Here’s why I’m convinced that it was Oswald and Oswald alone: If we are to believe that it was a conspiracy that killed Kennedy, then we are also to believe that no one else who participated had a word to say about it in the intervening 50 years.
Not one person. No one on a deathbed talking to a family member to confess their sins before leaving the world. No one accused of another crime who could be tempted to use what they really knew about the shooting of JFK to gain some leverage for a reduced sentence.
Everyone involved outside of Oswald (better say, if he was involved, right, to appease some of the theorists?) clammed up forever and ever amen.

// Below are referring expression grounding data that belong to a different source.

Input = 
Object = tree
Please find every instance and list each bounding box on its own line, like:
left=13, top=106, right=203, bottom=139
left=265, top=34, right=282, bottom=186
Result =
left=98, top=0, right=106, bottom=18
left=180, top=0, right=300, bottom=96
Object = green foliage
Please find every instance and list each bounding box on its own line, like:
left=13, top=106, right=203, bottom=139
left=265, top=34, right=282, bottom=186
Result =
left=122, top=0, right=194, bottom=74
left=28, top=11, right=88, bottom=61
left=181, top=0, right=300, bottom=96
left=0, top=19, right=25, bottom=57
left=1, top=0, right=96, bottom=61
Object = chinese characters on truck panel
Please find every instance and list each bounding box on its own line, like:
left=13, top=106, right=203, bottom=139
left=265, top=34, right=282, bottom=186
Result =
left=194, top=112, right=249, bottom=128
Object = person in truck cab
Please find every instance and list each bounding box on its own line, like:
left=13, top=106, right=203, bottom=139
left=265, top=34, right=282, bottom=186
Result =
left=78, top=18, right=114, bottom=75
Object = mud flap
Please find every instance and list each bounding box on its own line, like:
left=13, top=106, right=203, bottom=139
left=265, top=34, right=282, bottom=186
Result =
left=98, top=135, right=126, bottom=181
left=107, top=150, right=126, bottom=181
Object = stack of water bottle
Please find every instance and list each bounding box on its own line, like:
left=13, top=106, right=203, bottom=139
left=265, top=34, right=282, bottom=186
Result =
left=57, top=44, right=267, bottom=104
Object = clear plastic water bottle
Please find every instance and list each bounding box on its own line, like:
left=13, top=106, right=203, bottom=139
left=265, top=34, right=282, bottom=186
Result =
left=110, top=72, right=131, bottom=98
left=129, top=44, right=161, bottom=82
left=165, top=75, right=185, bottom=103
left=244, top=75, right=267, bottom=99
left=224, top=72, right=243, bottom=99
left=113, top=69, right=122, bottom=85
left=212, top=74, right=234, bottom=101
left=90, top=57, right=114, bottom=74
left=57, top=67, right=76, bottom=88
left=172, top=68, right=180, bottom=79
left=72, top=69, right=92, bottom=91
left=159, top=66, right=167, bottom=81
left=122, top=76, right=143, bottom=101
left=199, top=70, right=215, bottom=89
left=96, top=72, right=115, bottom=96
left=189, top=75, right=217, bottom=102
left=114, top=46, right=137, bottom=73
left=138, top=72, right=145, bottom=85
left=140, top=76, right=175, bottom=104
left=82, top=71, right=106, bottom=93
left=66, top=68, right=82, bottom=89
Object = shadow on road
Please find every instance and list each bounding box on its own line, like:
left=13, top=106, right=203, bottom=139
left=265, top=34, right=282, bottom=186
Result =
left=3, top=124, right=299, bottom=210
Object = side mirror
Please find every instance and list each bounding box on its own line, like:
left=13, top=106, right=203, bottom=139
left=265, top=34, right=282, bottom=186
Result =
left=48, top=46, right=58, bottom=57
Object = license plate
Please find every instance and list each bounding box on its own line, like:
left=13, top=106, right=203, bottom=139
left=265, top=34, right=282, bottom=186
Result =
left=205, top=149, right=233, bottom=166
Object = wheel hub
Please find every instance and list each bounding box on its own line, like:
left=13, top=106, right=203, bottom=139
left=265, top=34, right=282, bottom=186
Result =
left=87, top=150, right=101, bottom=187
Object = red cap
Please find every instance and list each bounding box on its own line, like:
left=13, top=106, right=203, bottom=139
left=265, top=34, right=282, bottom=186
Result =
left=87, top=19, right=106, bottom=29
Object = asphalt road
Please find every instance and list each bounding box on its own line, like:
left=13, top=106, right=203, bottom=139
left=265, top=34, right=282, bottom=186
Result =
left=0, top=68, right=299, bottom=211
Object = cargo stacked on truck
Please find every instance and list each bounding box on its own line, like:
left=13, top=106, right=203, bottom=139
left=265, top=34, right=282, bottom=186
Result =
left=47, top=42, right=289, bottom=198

We don’t want to buy the official story that Oswald, this absolute loser of a 24-year-old, who tried to emigrate to Russia, was rejected, decided that communism still was for him, spent his days handing out leaflets and otherwise annoying passersby on public streets with his nonsense, and somehow apparently just missed assassinating a right-wing military general, was able to squirrel himself away in a school book depository, lean out a window, point his rifle at the leader of the free world, and fire three times, killing him and Camelot in the span of a few seconds.

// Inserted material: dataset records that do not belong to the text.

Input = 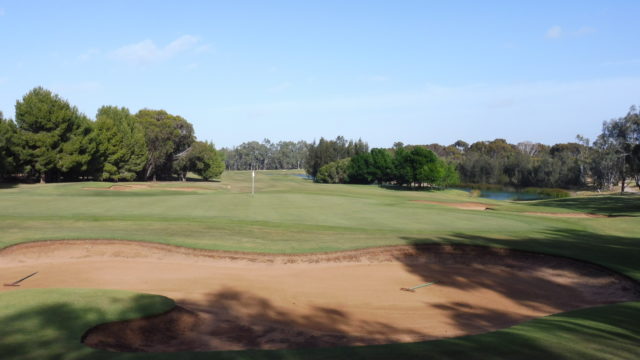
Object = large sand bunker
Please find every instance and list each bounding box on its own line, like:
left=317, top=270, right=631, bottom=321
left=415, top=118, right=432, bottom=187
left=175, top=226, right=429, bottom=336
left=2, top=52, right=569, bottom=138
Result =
left=1, top=240, right=638, bottom=352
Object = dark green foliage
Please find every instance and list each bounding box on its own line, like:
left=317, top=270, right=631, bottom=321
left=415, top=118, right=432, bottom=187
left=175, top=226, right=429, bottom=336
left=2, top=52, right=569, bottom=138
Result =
left=305, top=136, right=368, bottom=178
left=174, top=141, right=224, bottom=181
left=347, top=153, right=375, bottom=184
left=369, top=148, right=395, bottom=183
left=135, top=109, right=194, bottom=181
left=15, top=87, right=98, bottom=183
left=95, top=106, right=147, bottom=181
left=315, top=158, right=351, bottom=183
left=0, top=112, right=19, bottom=180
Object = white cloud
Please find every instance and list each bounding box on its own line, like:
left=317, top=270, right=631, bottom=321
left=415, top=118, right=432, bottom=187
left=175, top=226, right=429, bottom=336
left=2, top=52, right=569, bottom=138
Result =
left=110, top=35, right=200, bottom=65
left=546, top=25, right=563, bottom=39
left=546, top=25, right=595, bottom=39
left=0, top=8, right=5, bottom=16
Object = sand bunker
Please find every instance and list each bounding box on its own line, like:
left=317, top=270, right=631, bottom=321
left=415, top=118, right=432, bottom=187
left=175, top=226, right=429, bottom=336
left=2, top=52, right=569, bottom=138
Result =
left=1, top=240, right=638, bottom=352
left=411, top=200, right=491, bottom=210
left=521, top=212, right=608, bottom=218
left=82, top=184, right=211, bottom=192
left=82, top=184, right=151, bottom=191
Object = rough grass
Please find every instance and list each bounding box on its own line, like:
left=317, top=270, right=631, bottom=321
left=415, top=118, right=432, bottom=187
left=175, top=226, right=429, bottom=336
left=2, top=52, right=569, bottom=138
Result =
left=0, top=170, right=639, bottom=359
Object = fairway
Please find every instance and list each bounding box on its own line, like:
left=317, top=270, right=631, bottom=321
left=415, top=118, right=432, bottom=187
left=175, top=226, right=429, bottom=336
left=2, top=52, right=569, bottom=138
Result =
left=0, top=171, right=639, bottom=359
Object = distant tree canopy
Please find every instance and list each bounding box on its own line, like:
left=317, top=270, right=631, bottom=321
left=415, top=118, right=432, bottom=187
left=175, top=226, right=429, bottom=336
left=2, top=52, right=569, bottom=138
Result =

We can’t believe that the Dallas Police Department and the Secret Service would allow our president to ride through the streets of a major American city in an open-topped vehicle without having taken steps to secure every single inch of territory along the motorcade route, much less leaving an entire six-story building at a key turning point on the route wholly unswept.
It had to be Castro, or Khruschev, or the CIA, or the mob. Any of those individually or in concert makes much more sense than Oswald. It was revenge for the Bay of Pigs, the Cuban Missile Crisis, Kennedy decision against invading Cuba, his support of the civil rights movement.
It had to be about something bigger.
It couldn’t be a single ne’er-do-well who paid $12.78 for a mail-order rifle because he wanted to be famous.
Dozens, maybe hundreds, of people make a living debunking the lone gunman theory. I’m a businessman, too, so I’m all for that. And anyway, the questions will linger as long as anybody cares about the history of the good ol’ U-S-of-A. Even the unsealing of classified documents in the case won’t resolve the questions that have persisted these last 50 years, because we’re so far along in our distrust of anything official, one of the key byproducts of what happened on Nov. 22, 1963, that all you’d have to do is speculate aloud about documents that must be on some sort of double-secret-probation security clearance to debunk whatever the official documents might have to say.
It’s almost as if it doesn’t matter anymore who did it or why, and that’s the great shame of all of this.
I don’t fault the conspiracy theorists for what they do. Americans ask questions and don’t settle for half-assed answers; that’s what makes America great, if you ask me.
Lee Harvey Oswald as the lone assassin in the JFK murder is a half-assed answer, because Oswald is a half-assed historical figure. He should right now be somebody’s crazy 74-year-old birther uncle, cheering on mass school shootings and babbling at Thanksgiving dinner about the coming endtimes.
America is a different place because of what happened on Nov. 22, 1963, and it’s not a better place. But that’s not because a murder plot was covered up; it’s because we have yet to be able to come to grips with the reality that the same America that could elevate a shining prince like John F. Kennedy could also empower a blithering idiot like Lee Harvey Oswald to blow his head off with a high-powered rifle for absolutely no reason at all.